Tak ayal, tantangan bagi orang tua dalam menjaga anak-anak mereka menjadi pun makin kompleks. Istilah digital parenting pun mencuat, di mana orang tua mulai mengasuh anak dengan prinsip penggunaan teknologi dan internet yang lebih bertanggung jawab.
Baca juga: Bunda, Yuk Terapkan 4 Strategi Digital Parenting
Mom Influencer di TikTok, Halimah, memberikan pandangan yang tajam mengenai peran orang tua dalam mendampingi remaja di dunia maya. Dia mengatakan, usia remaja adalah masa yang penuh eksplorasi.
Mereka sudah bisa berpikir kritis, tapi belum tentu paham konsekuensinya, dan tidak mau dikekang. Betapa rumitnya memahami kebutuhan remaja, sementara orang tua terus dikejar untuk mampu beradaptasi dengan segala bentuk perubahan digital.
Halimah menekankan bahwa remaja memiliki kemampuan untuk berpikir kritis, tetapi juga perlu bimbingan untuk memahami dampak dari tindakan mereka. Menurutnya, cara terbaik yang dapat dilakukan ortu adalah memberikan ruang bagi anak untuk bereksplorasi dan belajar dari pengalaman, tetapi dengan batasan yang jelas guna menjaga mereka tetap aman.

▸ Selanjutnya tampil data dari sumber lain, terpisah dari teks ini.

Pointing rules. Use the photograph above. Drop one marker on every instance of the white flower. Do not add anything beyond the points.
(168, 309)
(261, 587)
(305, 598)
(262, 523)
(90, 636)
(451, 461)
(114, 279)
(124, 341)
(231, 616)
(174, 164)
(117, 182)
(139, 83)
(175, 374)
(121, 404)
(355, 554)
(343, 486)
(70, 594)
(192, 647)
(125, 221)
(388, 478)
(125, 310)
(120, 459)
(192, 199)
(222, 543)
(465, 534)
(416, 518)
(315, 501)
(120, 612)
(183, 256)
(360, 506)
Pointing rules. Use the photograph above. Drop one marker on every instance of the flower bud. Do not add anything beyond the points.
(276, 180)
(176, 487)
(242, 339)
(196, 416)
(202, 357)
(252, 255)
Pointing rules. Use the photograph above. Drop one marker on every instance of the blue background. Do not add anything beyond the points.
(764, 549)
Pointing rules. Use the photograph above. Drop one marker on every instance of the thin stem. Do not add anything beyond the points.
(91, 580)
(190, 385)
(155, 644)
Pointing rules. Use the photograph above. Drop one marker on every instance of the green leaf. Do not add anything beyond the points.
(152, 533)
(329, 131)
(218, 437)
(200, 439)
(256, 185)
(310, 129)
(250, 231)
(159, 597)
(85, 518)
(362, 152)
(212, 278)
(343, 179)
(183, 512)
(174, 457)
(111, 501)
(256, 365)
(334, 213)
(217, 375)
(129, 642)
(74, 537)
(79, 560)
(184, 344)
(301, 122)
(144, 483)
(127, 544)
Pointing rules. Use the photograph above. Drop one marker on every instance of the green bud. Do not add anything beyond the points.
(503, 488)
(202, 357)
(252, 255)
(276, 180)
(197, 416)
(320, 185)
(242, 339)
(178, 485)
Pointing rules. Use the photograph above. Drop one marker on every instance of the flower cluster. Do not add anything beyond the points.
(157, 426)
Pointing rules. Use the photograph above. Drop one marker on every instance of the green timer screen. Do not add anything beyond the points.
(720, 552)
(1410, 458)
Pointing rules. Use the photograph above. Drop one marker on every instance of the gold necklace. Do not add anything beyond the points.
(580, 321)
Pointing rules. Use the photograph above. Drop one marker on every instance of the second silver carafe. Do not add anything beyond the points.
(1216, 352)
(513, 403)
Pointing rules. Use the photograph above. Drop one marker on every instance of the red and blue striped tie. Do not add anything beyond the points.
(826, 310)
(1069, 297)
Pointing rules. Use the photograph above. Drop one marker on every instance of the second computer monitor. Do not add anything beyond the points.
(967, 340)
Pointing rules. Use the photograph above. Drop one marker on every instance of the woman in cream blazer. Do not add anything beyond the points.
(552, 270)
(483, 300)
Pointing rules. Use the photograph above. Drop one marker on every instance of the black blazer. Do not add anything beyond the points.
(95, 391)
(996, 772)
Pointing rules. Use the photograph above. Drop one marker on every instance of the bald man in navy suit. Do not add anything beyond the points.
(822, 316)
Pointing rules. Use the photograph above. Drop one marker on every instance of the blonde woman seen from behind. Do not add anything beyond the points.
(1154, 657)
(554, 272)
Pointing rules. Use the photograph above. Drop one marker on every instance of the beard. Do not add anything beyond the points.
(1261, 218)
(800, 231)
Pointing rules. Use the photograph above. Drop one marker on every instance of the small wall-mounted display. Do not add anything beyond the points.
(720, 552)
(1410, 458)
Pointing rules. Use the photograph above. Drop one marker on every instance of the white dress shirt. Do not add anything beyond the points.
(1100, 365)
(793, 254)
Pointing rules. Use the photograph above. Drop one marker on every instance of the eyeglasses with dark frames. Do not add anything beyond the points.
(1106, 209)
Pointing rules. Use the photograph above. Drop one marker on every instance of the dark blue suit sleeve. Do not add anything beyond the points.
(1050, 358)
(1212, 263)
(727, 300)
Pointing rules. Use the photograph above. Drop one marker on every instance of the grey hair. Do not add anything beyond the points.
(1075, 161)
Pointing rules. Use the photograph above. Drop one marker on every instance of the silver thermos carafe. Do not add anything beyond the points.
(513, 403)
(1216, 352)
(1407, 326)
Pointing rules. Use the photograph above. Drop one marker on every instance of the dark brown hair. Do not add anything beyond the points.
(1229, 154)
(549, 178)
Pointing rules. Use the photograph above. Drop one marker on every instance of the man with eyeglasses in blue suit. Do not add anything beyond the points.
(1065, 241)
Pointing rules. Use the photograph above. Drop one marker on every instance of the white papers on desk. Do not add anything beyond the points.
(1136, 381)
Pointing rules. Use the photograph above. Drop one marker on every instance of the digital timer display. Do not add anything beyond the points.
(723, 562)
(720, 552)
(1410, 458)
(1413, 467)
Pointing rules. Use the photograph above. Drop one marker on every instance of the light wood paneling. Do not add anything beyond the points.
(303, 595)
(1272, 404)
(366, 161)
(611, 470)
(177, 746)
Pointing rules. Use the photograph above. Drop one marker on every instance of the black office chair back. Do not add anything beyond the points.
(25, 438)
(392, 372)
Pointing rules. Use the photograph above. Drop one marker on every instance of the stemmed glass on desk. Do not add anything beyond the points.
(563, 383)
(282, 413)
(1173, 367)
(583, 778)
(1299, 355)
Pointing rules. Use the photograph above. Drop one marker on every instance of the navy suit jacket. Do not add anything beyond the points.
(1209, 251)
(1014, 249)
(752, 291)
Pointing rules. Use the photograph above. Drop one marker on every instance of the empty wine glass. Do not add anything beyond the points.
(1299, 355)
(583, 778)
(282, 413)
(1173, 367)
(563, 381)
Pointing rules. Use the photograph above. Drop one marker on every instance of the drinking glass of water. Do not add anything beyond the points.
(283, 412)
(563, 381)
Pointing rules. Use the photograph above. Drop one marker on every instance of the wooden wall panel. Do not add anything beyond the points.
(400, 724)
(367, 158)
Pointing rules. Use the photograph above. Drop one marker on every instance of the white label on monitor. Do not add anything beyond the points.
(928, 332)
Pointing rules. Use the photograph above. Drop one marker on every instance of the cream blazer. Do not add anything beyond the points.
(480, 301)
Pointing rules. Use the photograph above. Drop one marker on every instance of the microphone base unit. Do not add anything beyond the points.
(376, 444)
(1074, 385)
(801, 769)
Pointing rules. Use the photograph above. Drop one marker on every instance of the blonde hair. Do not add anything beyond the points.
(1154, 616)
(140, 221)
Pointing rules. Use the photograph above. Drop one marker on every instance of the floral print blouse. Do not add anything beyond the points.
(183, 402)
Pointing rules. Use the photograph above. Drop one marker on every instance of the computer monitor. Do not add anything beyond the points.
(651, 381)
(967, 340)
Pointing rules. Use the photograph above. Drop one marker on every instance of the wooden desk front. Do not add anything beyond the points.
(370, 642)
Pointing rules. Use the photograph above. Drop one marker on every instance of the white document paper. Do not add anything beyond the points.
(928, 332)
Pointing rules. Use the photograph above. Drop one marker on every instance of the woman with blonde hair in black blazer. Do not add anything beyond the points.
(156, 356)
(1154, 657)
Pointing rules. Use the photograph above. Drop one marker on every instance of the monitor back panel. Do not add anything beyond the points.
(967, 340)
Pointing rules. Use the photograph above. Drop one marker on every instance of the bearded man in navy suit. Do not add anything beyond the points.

Selain itu, pentingnya komunikasi yang terbuka antara orang tua dan anak dapat menciptakan lingkungan yang mendukung anak merasa nyaman untuk berbagi pengalaman mereka. "Ketika anak merasa tidak dikekang, mereka lebih cenderung terbuka tentang apa yang mereka lakukan di dunia maya," ujarnya.
Halimah juga menekankan pentingnya edukasi mengenai risiko yang mungkin dihadapi anak di dunia maya. Bapak dan ibu perlu aktif mendiskusikan topik seperti privasi, keamanan data, dan dampak dari konten yang mereka konsumsi. "Membicarakan risiko ini tidak harus menakut-nakuti anak, tetapi bisa dilakukan dengan cara yang informatif dan menarik," katanya.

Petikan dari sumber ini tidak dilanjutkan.